I was diagnosed with a rare leukemia, hairy cell, in 2012, Lyme in 2013 and then developed severe staph in 2014 which kept me out of commission for almost a year. While I am much healthier since then, there have been sequelae to manage, watch and use my functional and integrative medicine tools with even greater compliance – because I choose to be the healthiest I can in order to do my lifework!
There was no incidence of leukemia in my family and statistically most cancers are not genetic but are more often environmentally related – toxins, poor diet, stress and burnout. Working in my field, I chose to do the deep dive into potential causes, both from the environmental/biochemical perspective as well as the emotional/spiritual realm and not surprisingly, it all made sense why I developed this particular form of cancer.
Hairy cell happens to be highly correlated with hormonal abnormalities, environmental toxins and mercury exposure. I had high doses of all – mom was on DES, a fertility hormone that is now banned, dad used copious amounts of DDT, Chlordane, Roundup (unfortunately still available!) and other now banned chemicals both inside and outside of the house, and just a year before my diagnosis, I had all of my silver fillings (mercury) removed, having even asked my dentist if he knew how to remove them properly. Well, the Monday morning quarterback now knows better and I use biologic or holistic dentists for cleanings, etc.
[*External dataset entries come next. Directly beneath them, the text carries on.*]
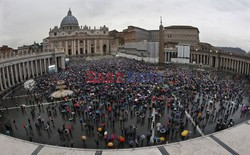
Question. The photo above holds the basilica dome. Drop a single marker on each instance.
(69, 20)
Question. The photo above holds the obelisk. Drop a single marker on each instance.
(161, 46)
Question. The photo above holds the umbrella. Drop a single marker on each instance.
(110, 144)
(113, 136)
(158, 125)
(121, 139)
(166, 86)
(184, 133)
(131, 142)
(77, 105)
(109, 109)
(162, 139)
(99, 129)
(105, 133)
(143, 137)
(98, 111)
(84, 138)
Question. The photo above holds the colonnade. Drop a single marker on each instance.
(224, 61)
(83, 46)
(19, 70)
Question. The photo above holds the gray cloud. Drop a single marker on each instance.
(221, 22)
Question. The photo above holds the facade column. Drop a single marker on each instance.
(45, 65)
(230, 64)
(237, 66)
(95, 47)
(73, 48)
(84, 47)
(41, 68)
(1, 80)
(240, 67)
(78, 47)
(108, 49)
(16, 73)
(234, 66)
(62, 62)
(32, 68)
(49, 62)
(203, 60)
(20, 72)
(66, 48)
(36, 68)
(28, 66)
(248, 69)
(4, 78)
(101, 46)
(88, 44)
(226, 61)
(24, 71)
(12, 75)
(244, 68)
(8, 76)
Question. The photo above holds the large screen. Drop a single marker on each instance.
(183, 51)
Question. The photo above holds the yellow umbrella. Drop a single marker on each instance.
(184, 133)
(110, 144)
(84, 138)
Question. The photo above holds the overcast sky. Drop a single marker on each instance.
(221, 22)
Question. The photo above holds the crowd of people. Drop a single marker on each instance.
(120, 115)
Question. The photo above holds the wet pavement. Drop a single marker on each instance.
(169, 109)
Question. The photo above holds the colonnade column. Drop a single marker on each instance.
(36, 68)
(24, 71)
(84, 49)
(1, 80)
(40, 65)
(20, 72)
(28, 66)
(45, 65)
(12, 75)
(66, 48)
(78, 47)
(4, 78)
(88, 46)
(95, 46)
(8, 76)
(16, 73)
(101, 44)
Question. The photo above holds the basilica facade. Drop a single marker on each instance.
(77, 40)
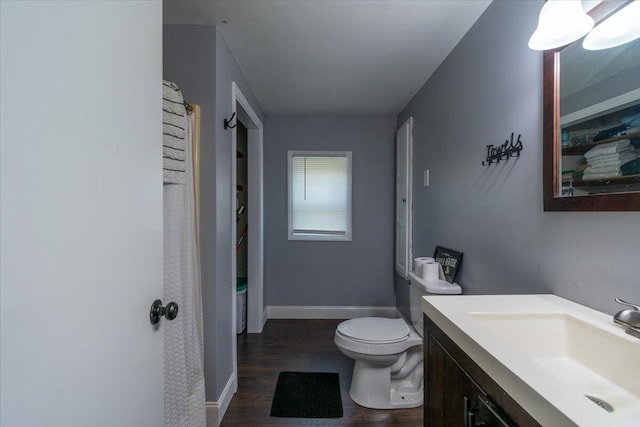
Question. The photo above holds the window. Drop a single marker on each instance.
(319, 195)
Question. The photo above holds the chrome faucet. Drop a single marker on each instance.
(628, 318)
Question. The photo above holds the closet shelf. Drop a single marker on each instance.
(579, 150)
(633, 180)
My life was filled with higher levels of stress and trauma than many, but I was raised just to push ahead, often working three jobs, 12-hour days and having to protect my family from abuse. I ran on “Dunkin” for many years and yet a part of me was always able to hold onto positivity and gratitude. I even did my yoga postures while in the hospital for a month and luckily Reiki was offered at the Newton Wellesley Hospital.
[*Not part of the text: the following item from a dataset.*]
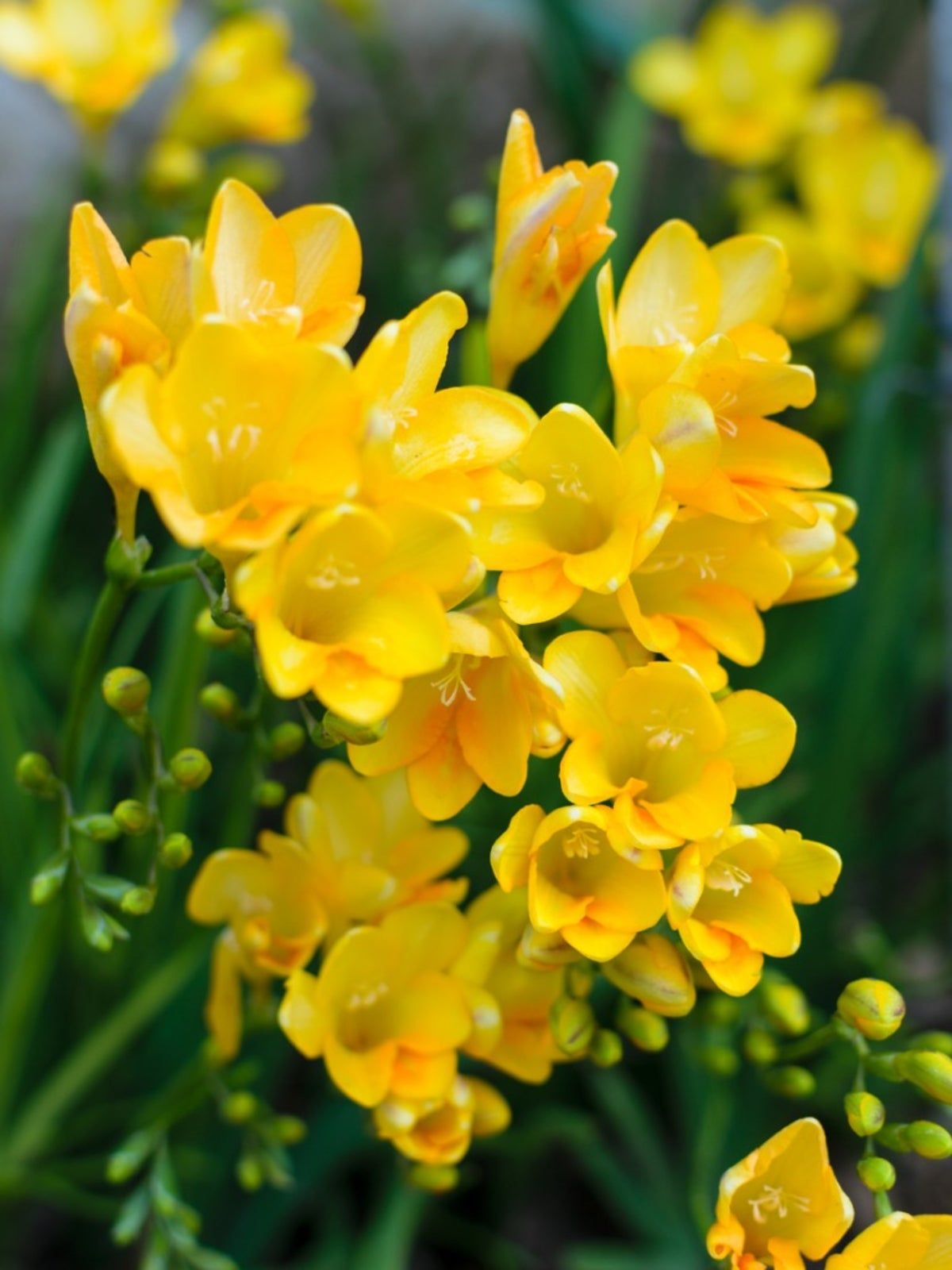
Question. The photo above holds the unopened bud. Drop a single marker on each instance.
(126, 690)
(190, 768)
(865, 1113)
(873, 1006)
But deep down, I knew there was more and so I referred to Louise Hay, Carolyn Myss and other spiritual scholars to look at the emotional-spiritual connections. Indeed there it was front and center – self-loathing, immature cells with hair-like projections that didn’t deserve to survive nevermind thrive. These were themes in my life, although no one on the outside would have ever guessed. “Julie always showed up (loyal) and on top of that, she always had a smile, offering to be helpful to others.”
While I continue to aspire to these qualities, I also work on the deserving part and have softened the “yapper in the back of my mind” to be less critical, more loving, providing me with space and grace when I make mistakes.
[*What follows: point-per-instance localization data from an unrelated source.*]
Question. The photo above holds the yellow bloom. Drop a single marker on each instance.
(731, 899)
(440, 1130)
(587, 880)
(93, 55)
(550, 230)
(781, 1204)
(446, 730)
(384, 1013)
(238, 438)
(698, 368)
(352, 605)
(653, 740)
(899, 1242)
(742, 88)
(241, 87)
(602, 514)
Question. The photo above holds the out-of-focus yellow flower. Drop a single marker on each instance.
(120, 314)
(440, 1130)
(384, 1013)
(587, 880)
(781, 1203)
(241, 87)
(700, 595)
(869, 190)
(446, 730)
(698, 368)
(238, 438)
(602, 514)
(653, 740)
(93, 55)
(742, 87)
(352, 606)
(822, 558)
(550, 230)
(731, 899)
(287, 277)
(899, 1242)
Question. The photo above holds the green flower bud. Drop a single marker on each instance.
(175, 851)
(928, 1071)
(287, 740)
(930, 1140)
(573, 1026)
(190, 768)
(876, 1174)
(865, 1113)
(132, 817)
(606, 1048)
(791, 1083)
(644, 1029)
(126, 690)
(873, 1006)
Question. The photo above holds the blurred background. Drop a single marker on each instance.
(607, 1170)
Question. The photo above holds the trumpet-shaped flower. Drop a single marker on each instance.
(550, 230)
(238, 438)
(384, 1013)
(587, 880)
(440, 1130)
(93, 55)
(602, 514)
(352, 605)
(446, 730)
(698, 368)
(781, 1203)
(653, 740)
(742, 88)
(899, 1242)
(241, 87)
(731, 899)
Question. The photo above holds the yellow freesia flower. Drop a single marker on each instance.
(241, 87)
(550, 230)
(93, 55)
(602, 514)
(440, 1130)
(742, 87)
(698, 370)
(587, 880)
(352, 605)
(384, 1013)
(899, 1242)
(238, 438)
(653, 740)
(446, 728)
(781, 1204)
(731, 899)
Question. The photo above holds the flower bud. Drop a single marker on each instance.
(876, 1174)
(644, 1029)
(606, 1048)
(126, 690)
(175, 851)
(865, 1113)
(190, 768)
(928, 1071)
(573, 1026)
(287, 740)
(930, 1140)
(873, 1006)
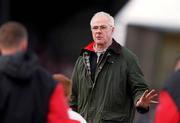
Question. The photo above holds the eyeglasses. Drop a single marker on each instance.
(102, 27)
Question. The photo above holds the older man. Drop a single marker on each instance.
(107, 80)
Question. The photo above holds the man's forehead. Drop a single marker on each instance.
(100, 21)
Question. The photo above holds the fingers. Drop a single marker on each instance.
(145, 93)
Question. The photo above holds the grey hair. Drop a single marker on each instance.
(98, 14)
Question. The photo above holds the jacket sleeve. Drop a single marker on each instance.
(166, 111)
(136, 81)
(74, 98)
(58, 106)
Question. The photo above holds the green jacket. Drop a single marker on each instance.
(118, 84)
There is so much left for us all to do in this world and I take this responsibility very seriously. I want to thrive in order to support others as they meet challenges along the way; I want to educate others about the lurking toxins in our environment, from food to face care; I want to BE present with another, holding out my hand and my heart with support, compassion, loving-kindness.
This is the work that I do everyday - seeing the whole person and not merely the label or diagnosis. If you have been diagnosed with any cancer, pause and take time to ask yourself what you truly need, what has been suppressed that is now sending a message. After all, this is your life and not a dress rehearsal.